TALENT CRUNCH E LA CRISI DEL CAPITALE UMANO

Oggi, su Affari e Finanza, è apparso un articolo sul “Talent Crunch“, cioè il fenomeno mondiale relativo alla scarsità di talenti. Secondo il rapporto di Potentialpark, l’economia mondiale, nel giro di una decina di anni, avrà bisogno di un surplus di circa 85 milioni di lavoratori capaci di affiancare le aziende nel loro processo di crescita.
Questo fenomeno globale non riguarderà solo le multinazionali e le grandi imprese, ma anche e soprattutto le piccole imprese locali.
Da qui due considerazioni:
1) I Giovani che si affacciano nel mondo del lavoro e tutti coloro che già lavorano, dovranno continuare a formarsi, non interrompendo mai questo processo, rischio la loro esclusione ed “estinzione”.
2) Le aziende dovranno mettere in atto strumenti e processi di selezione tali da identificare immediatamente i talenti e attuare politiche per non farli fuggire.
Diventa, di conseguenza, sempre più importante utilizzare strumenti oggettivi di valutazione e assessment da affiancare ai colloqui di selezione e di verifica periodica.
Tra i tanti strumenti, particolarmente efficace è l’I- Profile di OSM Partner, società di consulenza che, da oltre 20 anni, propone un efficace strumento di Valutazione Attitudinale delle Risorse Umane.

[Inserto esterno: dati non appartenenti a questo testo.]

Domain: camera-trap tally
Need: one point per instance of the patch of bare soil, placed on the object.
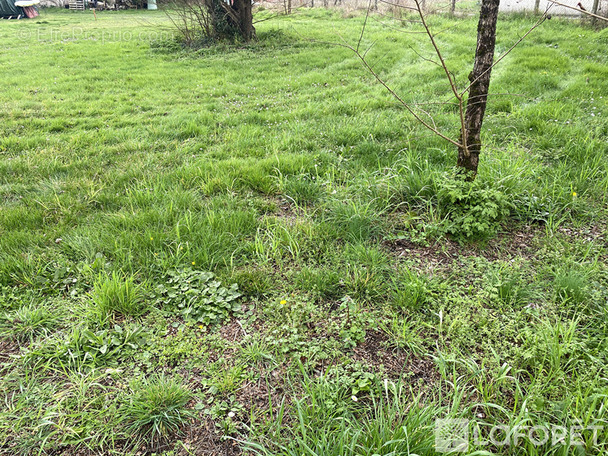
(396, 364)
(440, 255)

Grazie a questo strumento che misura i dieci ingredienti che determinano la produttività di un individuo, l’azienda sarà in grado di fornire indicazioni efficaci su come massimizzare le performance lavorative di ciascuna persona e costruire un clima motivante e positivo.
 Un’organizzazione per essere vincente, per quanto procedure, ruoli e competenze risultino importanti, dovrà porre sempre al primo posto il capitale umano.